Our everyday use of language entails a class of peculiar entities—entities like abstract subjects, universal predicates, and word meanings. This situation becomes even more peculiar with scientific uses of language, where we speak as if there existed classes, traits, types, natures, and essences. Many philosophers think that these entities do not exist in the “real world,” so they have long tried to understand their existence in an “ideal world.” My research tries to make sense of this ideality in Ancient Greek philosophy. Specifically, I work on the metaphysics of universals (or forms) and its linguistic counterpart, meaning.


My dissertation investigated the linguistic aspect of ideality in Plato’s Cratylus. It argued that Plato’s understanding of meaning cannot be adequately modelled in terms of semantics (the nearly universal interpretation). Instead, meaning encompasses aspects of language that are pragmatic, phonetic, ‘psychagogic,’ aesthetic, deictic, etc.—I call this broader relation “resonance.”


I have started another project on the metaphysical aspect of ideality: I am developing an account of Plato’s forms in relation to a previously unassociated area of Plato’s philosophy: his interpretation of Heraclitus. In short, I am demonstrating how Plato appropriates key aspects of his theory of forms not as a reaction to, but from Heraclitus.

These are some of my current endeavors: 

ONTOLOGY: This argues that Plato’s Hippias Major is not ontologically neutral, but committed to an interesting sort of immanent form. 

IMMANENCE: This argues that Plato’s appropriation of Heraclitus in the Phaedo precludes the standard interpretation of the dialogue as advancing an ontology of transcendence.

TOOLS: This argues that Plato employs his “tool analogy” argument in the Cratylus in a robustly analogical way. That is, through the structural relations conveyed by the analogy, Plato argues that names are part of a Heraclitean dialectic between creation and destruction.

SILENCE: This argues that Plato stages Cratylus as silent in imitation of a dramatic technique used in a specific play by Aeschylus; this recognition undercuts the common interpretation of Cratylus as dogmatic or vapid and shows how his silence advances profound (even Platonic) ideas about language’s correctness.

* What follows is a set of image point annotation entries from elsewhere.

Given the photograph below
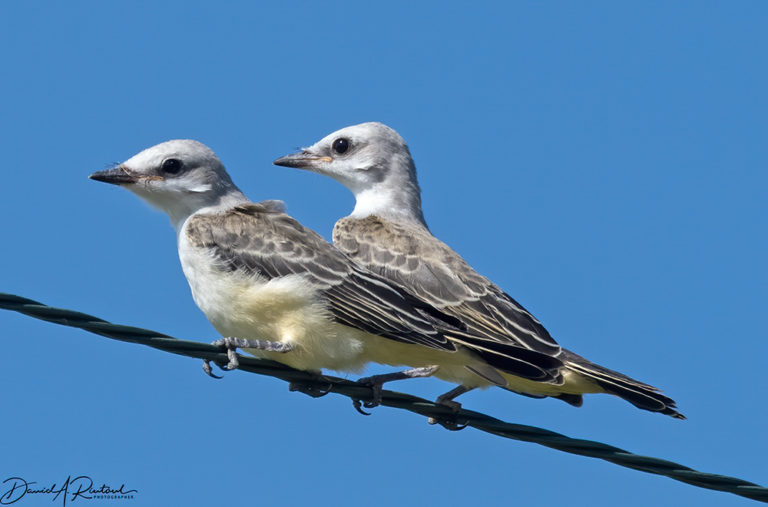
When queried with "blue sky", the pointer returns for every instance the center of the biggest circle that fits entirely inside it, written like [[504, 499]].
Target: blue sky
[[603, 163]]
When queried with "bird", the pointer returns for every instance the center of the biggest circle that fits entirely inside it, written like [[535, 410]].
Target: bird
[[279, 291], [387, 234]]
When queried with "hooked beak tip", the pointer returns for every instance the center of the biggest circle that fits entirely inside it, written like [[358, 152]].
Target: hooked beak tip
[[302, 160]]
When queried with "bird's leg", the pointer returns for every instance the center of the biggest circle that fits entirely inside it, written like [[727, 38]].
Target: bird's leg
[[375, 382], [232, 344], [447, 400], [312, 389]]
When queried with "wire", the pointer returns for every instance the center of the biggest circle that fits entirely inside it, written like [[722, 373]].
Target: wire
[[446, 416]]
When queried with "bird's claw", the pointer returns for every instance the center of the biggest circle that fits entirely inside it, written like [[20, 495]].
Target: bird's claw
[[376, 388], [309, 390], [450, 423]]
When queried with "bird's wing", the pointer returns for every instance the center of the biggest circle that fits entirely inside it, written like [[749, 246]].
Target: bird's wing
[[433, 272], [261, 239]]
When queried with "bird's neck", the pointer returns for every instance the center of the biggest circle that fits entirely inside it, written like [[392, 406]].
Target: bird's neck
[[400, 205], [180, 210]]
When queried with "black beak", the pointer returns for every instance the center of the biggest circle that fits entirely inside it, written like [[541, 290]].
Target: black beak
[[116, 176], [302, 160]]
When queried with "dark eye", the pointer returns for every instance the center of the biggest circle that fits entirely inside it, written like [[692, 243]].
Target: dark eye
[[340, 145], [171, 166]]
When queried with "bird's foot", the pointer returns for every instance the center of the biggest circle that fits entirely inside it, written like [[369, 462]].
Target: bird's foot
[[376, 382], [451, 423], [309, 390], [231, 344]]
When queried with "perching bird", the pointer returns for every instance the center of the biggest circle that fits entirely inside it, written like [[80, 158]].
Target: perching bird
[[387, 234], [280, 291]]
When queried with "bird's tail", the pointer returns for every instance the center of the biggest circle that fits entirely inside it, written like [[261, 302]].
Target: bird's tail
[[637, 393]]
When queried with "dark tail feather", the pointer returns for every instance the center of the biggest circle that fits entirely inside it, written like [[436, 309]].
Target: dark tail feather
[[508, 358], [640, 395]]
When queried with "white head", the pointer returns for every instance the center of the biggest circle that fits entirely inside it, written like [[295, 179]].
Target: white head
[[179, 177], [371, 160]]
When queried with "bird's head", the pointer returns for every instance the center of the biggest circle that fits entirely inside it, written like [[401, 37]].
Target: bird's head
[[371, 160], [178, 177]]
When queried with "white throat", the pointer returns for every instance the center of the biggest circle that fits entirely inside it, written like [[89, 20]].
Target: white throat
[[397, 205]]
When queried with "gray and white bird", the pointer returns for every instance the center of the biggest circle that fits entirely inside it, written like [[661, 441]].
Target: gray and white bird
[[387, 234], [282, 292]]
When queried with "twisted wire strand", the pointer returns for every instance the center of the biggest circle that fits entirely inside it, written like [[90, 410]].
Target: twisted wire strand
[[445, 415]]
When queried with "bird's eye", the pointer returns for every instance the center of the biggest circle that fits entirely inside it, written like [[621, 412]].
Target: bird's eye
[[171, 166], [340, 145]]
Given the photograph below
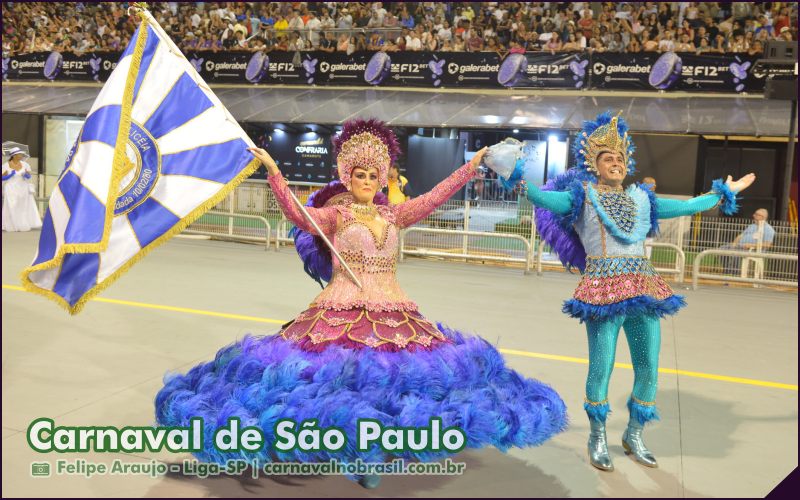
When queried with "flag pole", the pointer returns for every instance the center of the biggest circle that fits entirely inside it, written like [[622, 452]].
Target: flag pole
[[141, 8], [325, 239]]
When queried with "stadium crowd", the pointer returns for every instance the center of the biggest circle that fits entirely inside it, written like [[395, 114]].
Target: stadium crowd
[[502, 27]]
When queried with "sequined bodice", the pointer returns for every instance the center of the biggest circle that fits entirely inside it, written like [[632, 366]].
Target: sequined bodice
[[373, 259], [614, 222]]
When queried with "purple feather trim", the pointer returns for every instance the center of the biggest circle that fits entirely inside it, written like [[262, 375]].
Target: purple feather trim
[[374, 126], [314, 253], [262, 380], [728, 204], [308, 345], [643, 304], [557, 231]]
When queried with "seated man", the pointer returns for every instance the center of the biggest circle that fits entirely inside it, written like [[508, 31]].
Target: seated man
[[748, 240]]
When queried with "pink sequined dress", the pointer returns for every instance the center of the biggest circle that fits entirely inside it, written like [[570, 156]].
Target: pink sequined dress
[[379, 315], [358, 354]]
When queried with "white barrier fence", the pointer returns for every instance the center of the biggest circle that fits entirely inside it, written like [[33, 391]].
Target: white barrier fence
[[503, 231]]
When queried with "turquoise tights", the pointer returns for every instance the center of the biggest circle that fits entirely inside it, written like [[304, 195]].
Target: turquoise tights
[[644, 340]]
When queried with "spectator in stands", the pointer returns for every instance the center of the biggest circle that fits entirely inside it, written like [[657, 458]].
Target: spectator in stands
[[295, 22], [85, 27], [685, 45], [397, 189], [748, 240], [328, 42], [345, 20]]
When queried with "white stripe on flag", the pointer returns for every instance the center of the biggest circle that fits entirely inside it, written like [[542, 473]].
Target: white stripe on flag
[[93, 164], [111, 93], [162, 74], [181, 194], [122, 246], [59, 211], [210, 127]]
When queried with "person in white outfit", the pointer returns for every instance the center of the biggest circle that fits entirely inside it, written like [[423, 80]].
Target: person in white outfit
[[19, 205]]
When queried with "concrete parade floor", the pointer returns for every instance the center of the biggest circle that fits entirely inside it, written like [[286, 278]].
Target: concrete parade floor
[[727, 392]]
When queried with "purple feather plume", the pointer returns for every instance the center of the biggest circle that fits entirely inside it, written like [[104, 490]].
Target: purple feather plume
[[557, 230], [316, 256], [372, 125], [262, 380]]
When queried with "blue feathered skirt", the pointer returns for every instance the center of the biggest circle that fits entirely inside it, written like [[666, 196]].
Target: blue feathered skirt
[[464, 381]]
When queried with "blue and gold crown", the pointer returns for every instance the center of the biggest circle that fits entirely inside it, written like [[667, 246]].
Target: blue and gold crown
[[606, 133]]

PROVERB: This argues that Plato’s apparently passing reference to an ancient proverb is actually sustained throughout the Cratylus and that it provides a critical interpretive clue to the overall interpretation of the dialogue. By setting up a parallel between the iconic political situation that gave rise to the proverb and the dialogue’s discussion of the correctness of names, Plato conveys to his readers that linguistic correctness consists in renouncing our claim over linguistic mastery.

MONOGRAPH: As my Cratylus papers come to fruition, I am developing a monograph on meaning in Plato’s Cratylus.


Besides my main research, I always have my fingers in a few philosophical pies… I have a number of “back burner” projects on medieval philosophy, philosophy of education, continental philosophy, historiography, and environmental ethics.